Road tunnel ventilation stacks remove motor vehicle emissions from within a tunnel, so the tunnel can be used safely by motorists. Modern tunnel ventilation stacks discharge emissions into the atmosphere at sufficient heights to protect the health of the community near the stack.
The EPA is now the lead regulator for air emissions from motorway tunnel ventilation stacks. This requires tunnel operators to hold an environment protection licence issued by the EPA. Tunnel operators are required to report air emissions on their websites and their licence conditions will be publicly available on the EPA’s website on the public register, increasing transparency and community confidence in the way the tunnel stack emissions are regulated.
What has changed
By 5 March 2020, tunnel operators of all current motorway tunnels with ventilation stacks must hold an environment protection licence issued by the EPA. Operators of motorway tunnels currently under construction will have to hold a licence at the start of tunnel use.
The licence places strict operating requirements on air emissions from ventilation stacks.
The licence conditions for newer tunnels are substantially consistent with the conditions of approval set by the Department of Planning, Infrastructure and Environment, and available on DPIE’s public register.
The Eastern Distributor, Sydney Harbour Tunnel and M5East Tunnel are older tunnels and do not have stack emission limits in their conditions of approval. The EPA is requiring these tunnel operators to undertake pollution studies to develop appropriate emission limits.
The licence also requires air quality monitoring of tunnel ventilation stacks. The monitoring data is required to be publicly available through tunnel operators’ websites and provided to the EPA for review.

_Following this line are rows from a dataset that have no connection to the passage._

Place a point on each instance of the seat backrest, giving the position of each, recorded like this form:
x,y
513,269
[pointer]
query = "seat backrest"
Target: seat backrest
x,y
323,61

As part of its regulatory role the EPA will undertake compliance activities to ensure ventilation stacks are operated according to the licence conditions.
The licences and any associated regulatory actions and decisions are available on the EPA’s public register at www.epa.nsw.gov.au/prpoeoapp.
Air quality in motor tunnels
This amendment does not include the regulation of air emission inside motorway tunnels. The Department of Planning, Industry and Environment (DPIE) regulates the design, construction and operation of motorway tunnels through the planning approval process.
Air quality inside operating motorway tunnels and emissions from portals (tunnel entrances or exits) are also regulated by DPIE through project-specific conditions of approval. The EPA provides technical advice to DPIE to inform the approval process.
How the air quality is managed in tunnels varies for each tunnel and is determined by factors such as:
- Length of tunnel
- Volume of traffic
- Tunnel ventilation
- Technical design and age
Motor vehicle emissions
Air quality in Sydney is generally good by national and international standards.
While there are increasingly more cars on the road, stricter emission standards and improved fuel quality have resulted in substantial reductions in pollution in the past two decades. However, motor vehicles remain a major source of air pollution in Sydney, contributing to emissions of oxides of nitrogen (NOx), volatile organic compounds (VOC) and fine particles (PM2.5).
New on-road motor vehicle emission limits are set by the Commonwealth Government via the Australian Design Rules.
The EPA will issue environment protection licences for all currently operating tunnels by 5 March 2020. The EPA will require older tunnels that do not have stack emission limits in their conditions of approval such as Eastern Distributor, Sydney Harbour Tunnel and M5East Tunnel to undertake pollution studies to develop appropriate emission limits.
The EPA will undertake compliance activities to ensure tunnel ventilation stacks are operated according to their licences. The EPA will also continue to support initiatives to further reduce emissions at the source.